Well, just what is the proper term for the polar opposite of a "jobless recovery"? Because that's what seems to be happening in the UK. The employment data for the three months ending in May, which were released today, are simply remarkable. The UK economy added 181,000 jobs in the period, which served to reduce the number of unemployed by 65,000.
As every media commentator has noted, these numbers seem completely at odds with the conventional belief that the UK economy is mired in a double-dip recession. GDP is reported to have declined in both the final quarter of last year and the first quarter of the current year. Since employment is generally regarded as a lagging indicator, it should now be declining, rather than rising steadily: despite all the angst in the local media, the UK is currently creating more employment, adjusted for the size of the economy, than the United States.

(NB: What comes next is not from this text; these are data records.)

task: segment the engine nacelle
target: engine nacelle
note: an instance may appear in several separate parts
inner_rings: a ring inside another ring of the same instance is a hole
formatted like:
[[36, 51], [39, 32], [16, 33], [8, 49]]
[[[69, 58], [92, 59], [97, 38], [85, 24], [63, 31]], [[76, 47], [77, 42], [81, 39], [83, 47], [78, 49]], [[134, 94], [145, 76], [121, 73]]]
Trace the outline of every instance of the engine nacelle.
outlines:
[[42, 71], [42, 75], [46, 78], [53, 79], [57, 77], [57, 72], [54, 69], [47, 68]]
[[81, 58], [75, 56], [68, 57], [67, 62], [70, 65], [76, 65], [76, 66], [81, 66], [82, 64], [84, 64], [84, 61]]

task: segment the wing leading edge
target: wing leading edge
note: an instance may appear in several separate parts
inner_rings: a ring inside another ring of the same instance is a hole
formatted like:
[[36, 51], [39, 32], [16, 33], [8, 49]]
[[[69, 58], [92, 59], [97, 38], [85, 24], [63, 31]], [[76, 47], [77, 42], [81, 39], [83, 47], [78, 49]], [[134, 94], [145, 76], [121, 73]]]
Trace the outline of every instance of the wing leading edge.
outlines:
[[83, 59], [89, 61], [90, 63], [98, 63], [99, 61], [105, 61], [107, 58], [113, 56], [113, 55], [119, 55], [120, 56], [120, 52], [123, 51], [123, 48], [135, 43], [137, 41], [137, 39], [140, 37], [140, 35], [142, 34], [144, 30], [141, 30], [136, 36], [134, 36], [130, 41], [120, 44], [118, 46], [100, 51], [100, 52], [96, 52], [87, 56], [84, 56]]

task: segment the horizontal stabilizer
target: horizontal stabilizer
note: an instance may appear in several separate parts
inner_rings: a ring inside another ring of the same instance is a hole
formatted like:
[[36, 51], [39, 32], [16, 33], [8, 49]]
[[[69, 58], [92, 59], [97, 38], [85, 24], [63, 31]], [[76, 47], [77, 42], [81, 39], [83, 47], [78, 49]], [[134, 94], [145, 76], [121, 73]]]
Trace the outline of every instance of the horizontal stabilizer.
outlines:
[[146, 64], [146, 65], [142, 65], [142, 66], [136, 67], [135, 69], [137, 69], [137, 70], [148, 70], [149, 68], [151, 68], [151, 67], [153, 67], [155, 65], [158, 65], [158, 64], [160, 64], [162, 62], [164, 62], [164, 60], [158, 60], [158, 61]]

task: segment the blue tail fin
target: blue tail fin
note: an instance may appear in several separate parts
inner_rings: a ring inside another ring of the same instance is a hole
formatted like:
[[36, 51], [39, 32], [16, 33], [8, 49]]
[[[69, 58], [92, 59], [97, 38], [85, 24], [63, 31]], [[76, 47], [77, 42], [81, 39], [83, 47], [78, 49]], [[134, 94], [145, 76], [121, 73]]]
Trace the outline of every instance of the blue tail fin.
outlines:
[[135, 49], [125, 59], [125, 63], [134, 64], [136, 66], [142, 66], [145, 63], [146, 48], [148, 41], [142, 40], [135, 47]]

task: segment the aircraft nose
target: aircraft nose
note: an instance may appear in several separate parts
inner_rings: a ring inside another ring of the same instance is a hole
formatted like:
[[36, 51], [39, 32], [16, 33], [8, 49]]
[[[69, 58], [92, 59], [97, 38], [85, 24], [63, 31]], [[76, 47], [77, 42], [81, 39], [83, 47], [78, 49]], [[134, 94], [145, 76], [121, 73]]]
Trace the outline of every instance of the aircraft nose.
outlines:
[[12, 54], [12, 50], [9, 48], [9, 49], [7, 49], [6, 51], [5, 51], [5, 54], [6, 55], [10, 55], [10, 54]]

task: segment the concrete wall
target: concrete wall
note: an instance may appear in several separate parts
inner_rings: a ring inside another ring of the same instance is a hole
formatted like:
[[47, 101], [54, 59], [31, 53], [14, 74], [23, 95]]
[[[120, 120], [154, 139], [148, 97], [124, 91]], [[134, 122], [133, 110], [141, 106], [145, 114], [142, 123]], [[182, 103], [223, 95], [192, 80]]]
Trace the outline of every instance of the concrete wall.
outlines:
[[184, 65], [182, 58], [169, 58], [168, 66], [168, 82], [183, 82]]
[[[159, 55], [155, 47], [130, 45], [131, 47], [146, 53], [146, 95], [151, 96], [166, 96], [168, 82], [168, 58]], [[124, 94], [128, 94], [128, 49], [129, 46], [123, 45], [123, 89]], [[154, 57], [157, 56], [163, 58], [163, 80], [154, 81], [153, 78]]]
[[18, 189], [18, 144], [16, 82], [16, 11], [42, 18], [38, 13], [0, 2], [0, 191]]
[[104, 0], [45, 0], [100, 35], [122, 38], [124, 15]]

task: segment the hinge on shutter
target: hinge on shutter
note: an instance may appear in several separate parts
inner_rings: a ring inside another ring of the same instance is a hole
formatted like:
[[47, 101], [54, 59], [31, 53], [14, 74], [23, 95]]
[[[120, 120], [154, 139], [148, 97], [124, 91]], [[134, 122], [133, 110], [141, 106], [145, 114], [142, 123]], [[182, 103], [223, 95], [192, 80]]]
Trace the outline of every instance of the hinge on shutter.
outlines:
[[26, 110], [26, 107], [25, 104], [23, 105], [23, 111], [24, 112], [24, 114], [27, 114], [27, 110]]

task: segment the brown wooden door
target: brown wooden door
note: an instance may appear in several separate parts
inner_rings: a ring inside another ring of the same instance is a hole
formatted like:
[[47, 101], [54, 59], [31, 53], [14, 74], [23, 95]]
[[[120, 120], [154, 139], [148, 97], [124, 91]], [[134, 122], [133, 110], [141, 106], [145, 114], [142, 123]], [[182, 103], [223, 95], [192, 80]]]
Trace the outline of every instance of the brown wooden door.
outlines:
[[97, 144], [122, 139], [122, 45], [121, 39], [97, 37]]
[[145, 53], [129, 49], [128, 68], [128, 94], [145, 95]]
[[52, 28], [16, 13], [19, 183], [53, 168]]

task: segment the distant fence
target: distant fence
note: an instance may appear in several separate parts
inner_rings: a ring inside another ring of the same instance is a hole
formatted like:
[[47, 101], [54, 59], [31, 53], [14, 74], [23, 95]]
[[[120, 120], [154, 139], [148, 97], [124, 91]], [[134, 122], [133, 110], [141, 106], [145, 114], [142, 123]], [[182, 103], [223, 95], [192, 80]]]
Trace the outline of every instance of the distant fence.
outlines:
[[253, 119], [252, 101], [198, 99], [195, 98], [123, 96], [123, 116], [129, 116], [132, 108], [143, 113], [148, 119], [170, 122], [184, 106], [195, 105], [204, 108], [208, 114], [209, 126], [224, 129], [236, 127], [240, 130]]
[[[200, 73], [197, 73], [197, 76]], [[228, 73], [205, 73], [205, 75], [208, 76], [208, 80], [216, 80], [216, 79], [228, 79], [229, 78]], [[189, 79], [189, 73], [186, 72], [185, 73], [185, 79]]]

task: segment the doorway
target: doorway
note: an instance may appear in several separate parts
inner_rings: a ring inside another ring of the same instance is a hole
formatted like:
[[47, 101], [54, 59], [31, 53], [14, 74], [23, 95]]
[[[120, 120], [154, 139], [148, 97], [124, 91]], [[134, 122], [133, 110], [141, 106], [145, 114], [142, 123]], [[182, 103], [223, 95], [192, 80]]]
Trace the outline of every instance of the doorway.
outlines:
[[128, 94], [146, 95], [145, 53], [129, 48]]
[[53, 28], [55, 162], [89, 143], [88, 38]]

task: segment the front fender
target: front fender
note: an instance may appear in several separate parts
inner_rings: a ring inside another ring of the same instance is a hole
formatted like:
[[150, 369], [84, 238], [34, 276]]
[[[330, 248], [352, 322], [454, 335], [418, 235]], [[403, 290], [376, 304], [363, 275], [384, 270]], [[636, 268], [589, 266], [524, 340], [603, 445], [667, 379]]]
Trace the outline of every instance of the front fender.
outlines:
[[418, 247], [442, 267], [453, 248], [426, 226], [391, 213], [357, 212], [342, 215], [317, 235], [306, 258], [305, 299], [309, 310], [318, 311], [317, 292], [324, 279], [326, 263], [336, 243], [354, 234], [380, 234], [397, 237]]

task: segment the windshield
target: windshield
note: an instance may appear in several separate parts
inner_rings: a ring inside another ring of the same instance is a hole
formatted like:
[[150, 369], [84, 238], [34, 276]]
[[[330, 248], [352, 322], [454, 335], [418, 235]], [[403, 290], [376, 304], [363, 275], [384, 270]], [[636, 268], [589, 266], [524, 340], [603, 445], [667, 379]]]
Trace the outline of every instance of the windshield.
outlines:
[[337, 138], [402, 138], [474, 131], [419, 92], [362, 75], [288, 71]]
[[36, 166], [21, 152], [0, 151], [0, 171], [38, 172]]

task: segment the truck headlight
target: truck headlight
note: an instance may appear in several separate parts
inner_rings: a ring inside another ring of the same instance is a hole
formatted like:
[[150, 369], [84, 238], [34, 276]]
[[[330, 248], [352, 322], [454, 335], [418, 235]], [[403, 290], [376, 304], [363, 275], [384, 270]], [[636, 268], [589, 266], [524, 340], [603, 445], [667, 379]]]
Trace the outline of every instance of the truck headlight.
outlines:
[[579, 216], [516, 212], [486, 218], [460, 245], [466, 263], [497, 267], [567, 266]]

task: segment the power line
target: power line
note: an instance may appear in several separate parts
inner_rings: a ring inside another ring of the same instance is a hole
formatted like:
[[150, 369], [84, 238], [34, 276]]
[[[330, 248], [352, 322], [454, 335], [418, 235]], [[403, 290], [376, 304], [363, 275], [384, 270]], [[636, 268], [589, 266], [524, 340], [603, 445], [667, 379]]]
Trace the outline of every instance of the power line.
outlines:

So is it the GDP data that are wrong, or the employment data? The accuracy of the ONS's estimates of GDP has been under fire for some time, and GDP is much harder to measure than employment or unemployment, so the best guess has to be that for whatever reason, the GDP data are understating activity in the economy. When all the data are properly tallied and revised, a process that takes several years, the double dip recession may well be shown never to have happened.
Of course, the media have not quite been able to say anything as upbeat as that. On the BBC news bulletins this morning, the line being taken was that against a background of gloomy survey data and falling inflation, the employment numbers could be seen as "a positive sign". I've been racking my brains to try to think of a background against which rising employment could be seen as a negative sign, but I haven't come up with anything.